El cuadernillo, decía, las hojas impresas, las palabras, las fotos de quienes son artistas pero no están acostumbrados a la vida glamurosa y se les nota en el descuido al vestir porque saben y defienden que lo importante no es la imagen sino la música. Son muchas horas las dedicadas al ensayo, a la discusión de cómo interpretar la partitura, muchas horas ganadas en lograr la evanescente perfección que solo unos pocos apreciarán y agradecerán. No es el trabajo bien hecho lo que hoy en día valoramos. Todo es arte y todos somos artistas, nos repiten entusiasmados, engañando a muchos, vendiéndoles morralla al precio de diamantes.
Supongo que alguien conocerá las circunstancias en que Webern compuso ese movimiento y otros cuartetos de cuerda.
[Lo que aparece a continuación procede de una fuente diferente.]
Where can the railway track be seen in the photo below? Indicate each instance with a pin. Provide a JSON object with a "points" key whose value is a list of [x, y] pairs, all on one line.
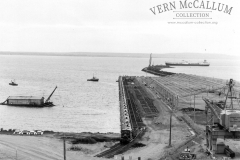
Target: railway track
{"points": [[119, 148]]}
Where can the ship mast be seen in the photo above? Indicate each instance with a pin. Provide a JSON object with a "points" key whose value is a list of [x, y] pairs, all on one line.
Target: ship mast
{"points": [[50, 95]]}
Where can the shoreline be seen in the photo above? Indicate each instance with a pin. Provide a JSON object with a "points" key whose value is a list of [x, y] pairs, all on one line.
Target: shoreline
{"points": [[47, 133]]}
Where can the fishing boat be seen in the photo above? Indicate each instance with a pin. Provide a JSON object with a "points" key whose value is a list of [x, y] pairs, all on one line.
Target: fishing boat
{"points": [[29, 101], [185, 63], [13, 83], [94, 79]]}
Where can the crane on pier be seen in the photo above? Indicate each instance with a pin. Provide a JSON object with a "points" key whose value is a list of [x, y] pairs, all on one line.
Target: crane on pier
{"points": [[222, 120]]}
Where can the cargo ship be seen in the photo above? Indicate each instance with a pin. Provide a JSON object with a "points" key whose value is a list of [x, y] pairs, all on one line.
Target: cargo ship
{"points": [[185, 63], [29, 101]]}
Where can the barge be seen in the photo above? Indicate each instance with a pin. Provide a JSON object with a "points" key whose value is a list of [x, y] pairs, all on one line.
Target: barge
{"points": [[29, 101]]}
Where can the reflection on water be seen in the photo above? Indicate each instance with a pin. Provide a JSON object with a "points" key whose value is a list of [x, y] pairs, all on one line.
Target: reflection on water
{"points": [[81, 106]]}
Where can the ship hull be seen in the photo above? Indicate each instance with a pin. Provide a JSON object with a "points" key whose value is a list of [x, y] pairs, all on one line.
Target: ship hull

No fueron años fáciles pero fueron excitantes para quien supiera estimarlos. La mayoría los vivió ahogada por el ambiente provinciano de sus ciudades y solo unos pocos visionarios lograron percatarse de los brotes siniestros que iban dando las semillas plantadas años atrás. Entre ellos Sigmund Freud, pero también algunos novelistas y pintores austriacos. En el auge del Imperio austrohúngaro comenzó a aparecer la podredumbre, aunque no fuera perceptible en aquel entonces. La música dejaba escapar melodías que ya no lo eran, distorsiones que querían señalar la sombra ominosa que flotaba en el horizonte. Nadie lo vio, al igual que nadie vio las nubes que a partir de 1929 se condensaron.
Nadie ve nada porque no es agradable la vista. Hay los ojeadores profesionales que se gozan anunciando y señalando catástrofes. Carecen del arte que alumbró a Juan el Evangelista y yerran siempre. Hay quien, en su callada labor, cual entomólogo, describe las señales que aparecen y su estancia demorada y parasitaria. Pero a estos no los lee casi nadie.